As the novel coronavirus (COVID-19) spreads domestically in the United States, employers should take proactive action to address employee concerns regarding COVID-19, plan for the potential impact of its transmission at the workplace, and be ready to take action in the event of suspected or actual virus exposure at work.

Centralized communication and planning: Employers should ensure they have a centralized leadership team to address workplace communications regarding COVID-19. In addition, a COVID-19 taskforce should review employer policies in the context of virus outbreak.

  1. The COVID-19 taskforce should consist of members of operations, security, HR, legal, and IT.
  2. Employers should instruct supervisors to refrain from questioning employees regarding suspected illnesses. Further, employers should direct supervisors and employees to route all concerns regarding COVID-19 to specifically identified members of the employer’s COVID-19 taskforce.
  3. The COVID-19 taskforce should prepare communications to distribute to the workforce describing:
    • The steps the employer is taking to respond to COVID-19 to ensure a safe workplace.
    • The sources employees can consult for information regarding COVID-19 (e.g., the US Centers for Disease Control (CDC), the World Health Organization, and the local public health department).
    • Actions employees can take to reduce exposure risk (e.g., washing hands)
    • The employer’s leave, sick, and telecommuting policies.

Contingency plans: Employees may be absent from work not only due to illness, but also in the event of self-quarantine or to care for dependents who are ill or at home due to daycare and school closures. As a result, employers should plan now for how their businesses will continue to operate in the event that a large portion of the workforce is absent.

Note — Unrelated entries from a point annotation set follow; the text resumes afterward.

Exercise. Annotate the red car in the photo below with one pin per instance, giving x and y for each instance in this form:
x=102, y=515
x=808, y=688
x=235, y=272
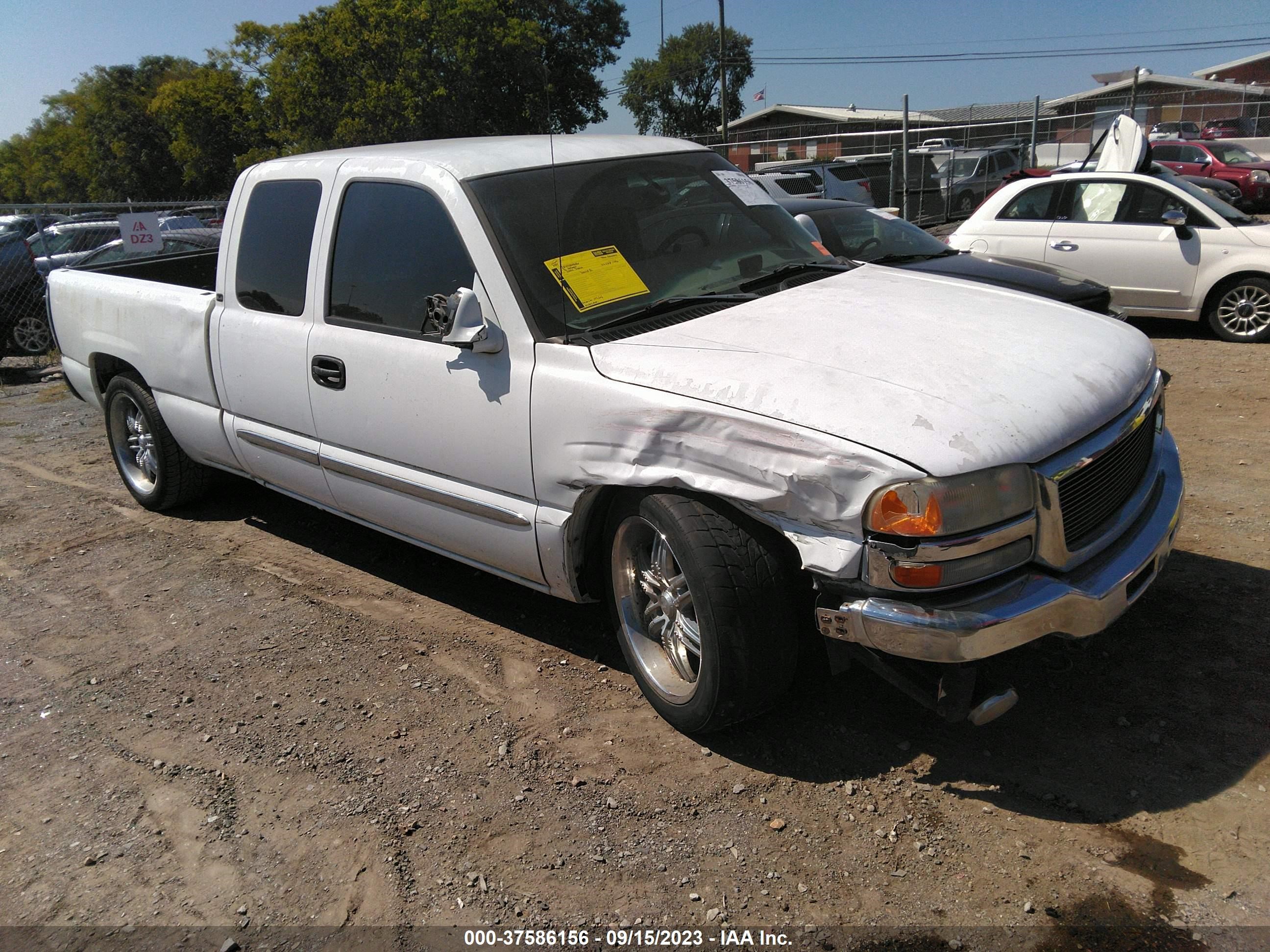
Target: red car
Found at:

Employer contingency plans should identify key personnel and duties, and provide for cross-training of personnel on duties that are essential to continuous operation of the business.

Maintenance of a safe workplace: Employers should closely monitor federal, state, and local health department communications regarding the status of COVID-19 where the employer operates.

Employers that operate in areas where there currently is not widespread community transmission of COVID-19 should:

  1. Encourage sick employees to remain at home
  2. Separate sick employees from other employees
  3. Emphasize the importance of respiratory etiquette and hand hygiene
  4. Perform routine environmental cleaning
  5. Advise employees to consult travel advisories before travelling

Employers in areas with increased community transmission of COVID-19 may need to take additional steps, including:

  1. Suspending nonessential travel
  2. Minimizing the number of employees working within arm’s length of one another (including minimizing or canceling large, in-person meetings and conferences)
  3. Encouraging sick employees to remain at home and increasing the flexibility of the employer’s leave policies
  4. Implementing the use of telecommuting
  5. Staggering employees’ start and end times to reduce situations in which large numbers of employees come together at one time
  6. Increasing environmental cleaning of the workplace

Minimizing Potential Exposure: Employers should implement procedures to reduce the chance of exposure at the workplace, including asking visitors and employees about recent travel in the past 14 days and whether they have experienced any symptoms consistent with COVID-19 (shortness of breath, cough, or fever). Any visitors or employees who have traveled to areas with community transmission of COVID-19 (per CDC guidance), or who are exhibiting symptoms consistent with COVID-19, should be denied access to the worksite.

Before allowing individuals who exhibit symptoms of COVID-19 to return to the worksite, employers should require that they be fever free for a minimum of 24 hours without the use of fever-reducing medicine. While employers may require a doctor’s note indicating the individual does not present an exposure risk, employers should recognize that medical professionals are likely to be very busy and may not be able to promptly provide documentation.